Different Types of Liver Function Tests

  1. Albumin[2, 4 – 6]: Albumin is a protein synthesised by the liver.

  • The amount of albumin present in the blood indicates how well it is being synthesised by the liver.
  • Low levels of albumin often reflect liver or kidney issues, but can also be caused by malnutrition, malabsorption, infection, inflammation, or thyroid disease.
  • High levels of albumin can be associated with dehydration or a protein-rich diet.
  1. Total protein[2, 4, 5, 7]:

  • The total amount of protein (e.g., albumin, antibodies) in the blood is measured.
  • Low levels of protein often suggest a liver or kidney disorder. This may also be caused by malnutrition, malabsorption, lack of synthesis, or excessive protein loss.
  • High levels of protein may be linked to dehydration, certain malignancies, or some forms of hepatitis.
  1. ALP (Alkaline phosphatase) [2, 5, 8, 9]: A liver enzyme.

  • Mostly found in the liver and bones.
  • ALP may leak into the bloodstream when there is liver damage.
  • Low concentrations of ALP may be associated with a genetic disorder, zinc deficiency, or malnutrition.
  • Elevated ALP levels often imply the presence of liver disease, bone disorder, or bile duct blockage.
  1. ALT (Alanine transaminase) [2, 5, 10, 11]: A liver enzyme.

  • Found primarily in the liver.
  • ALT is released into the bloodstream when liver cells are damaged and can help detect liver injury.
  • Elevated levels of ALT could be a sign of a liver disorder.
  1. AST (Aspartate aminotransferase) [2, 5, 12, 13]: A liver enzyme.

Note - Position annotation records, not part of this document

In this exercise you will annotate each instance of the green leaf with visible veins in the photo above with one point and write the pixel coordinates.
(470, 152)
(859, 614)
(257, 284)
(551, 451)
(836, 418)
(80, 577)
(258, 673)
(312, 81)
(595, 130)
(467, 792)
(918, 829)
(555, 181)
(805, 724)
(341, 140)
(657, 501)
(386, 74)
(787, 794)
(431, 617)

  • Predominantly in the liver, heart, and skeletal muscles.
  • AST escapes into the bloodstream when the liver is damaged and can be used to help identify the liver injury.
  • Raised levels of AST might be an indication of liver problems, heart problems, or pancreatitis.
  1. GGT (Gamma-glutamyl transferase) [2, 14, 15]: An enzyme produced by the liver.

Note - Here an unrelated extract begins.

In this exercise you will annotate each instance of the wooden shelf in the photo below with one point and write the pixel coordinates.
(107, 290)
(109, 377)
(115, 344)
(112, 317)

  • Found all over the body, but mostly within the liver.
  • Spills into the bloodstream when liver cells are injured. 
  • High levels of GGT could mean liver disease, or bile duct issues (e.g. blockage). Often higher GGT levels indicate greater liver damage. Heart failure, alcohol, and the use of certain drugs are other possible reasons for increased GGT concentrations.
  • Low GGT levels usually mean that it is unlikely for the person to have liver disease.
  1. Bilirubin[2, 16, 17]: A yellowish waste product made by the liver that is found in bile.

  • A healthy liver can remove bilirubin from the body. However, when the liver is damaged, bilirubin leaks into the blood. Accumulation of bilirubin within the bloodstream causes jaundice.
  • Elevated levels of bilirubin could reflect some liver disorder, bile blockage, or the destruction of too many red blood cells.
  1. Lactate dehydrogenase (LDH) [2, 3, 18]: An enzyme that helps the body make energy.

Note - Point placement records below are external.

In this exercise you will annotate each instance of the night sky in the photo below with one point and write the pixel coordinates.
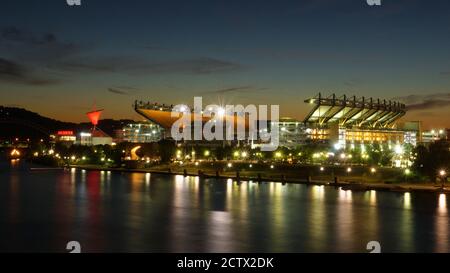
(58, 60)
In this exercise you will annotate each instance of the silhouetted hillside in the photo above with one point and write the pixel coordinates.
(19, 122)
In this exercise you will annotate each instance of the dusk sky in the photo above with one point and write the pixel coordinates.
(58, 60)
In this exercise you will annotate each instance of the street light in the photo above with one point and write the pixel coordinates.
(407, 172)
(443, 174)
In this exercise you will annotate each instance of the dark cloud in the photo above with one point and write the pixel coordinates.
(232, 89)
(117, 91)
(13, 72)
(133, 65)
(41, 48)
(425, 102)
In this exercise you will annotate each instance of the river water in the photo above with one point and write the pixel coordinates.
(40, 211)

  • Found in most parts of the body, including the liver.
  • LDH is released into the blood when cells have been damaged.
  • Raised LDH levels could suggest liver damage. However, it can also be elevated in other disorders, so further testing would be required to pinpoint the exact location.
  1. Prothrombin time (PT) [2, 19]: Prothrombin is a protein made by the liver and is involved in the process of blood clotting.

  • PT measures the duration it takes for blood to start clotting.
  • The liver loses its ability to make prothrombin in the presence of severe disease.
  • Prolongation of PT could therefore be associated with liver disease. It can also be used to estimate the severity of the disease. Other bleeding disorders might also be responsible for an extended PT result.

These tests may be requested as standalone tests, but, more frequently, they are done in combination to allow for a more complete clinical assessment. Multiple tests can be done simultaneously using the same blood sample.

Finally, atypical liver panel results do not always mean that there is a liver or health issue [3].

Many factors can potentially affect LFTs and their interpretation (e.g. age, gender, diet, medication, supplements, pre-existing illnesses or conditions).

Hence, it is important that your doctor is informed of your medical history so that your results can be evaluated more precisely [10, 12].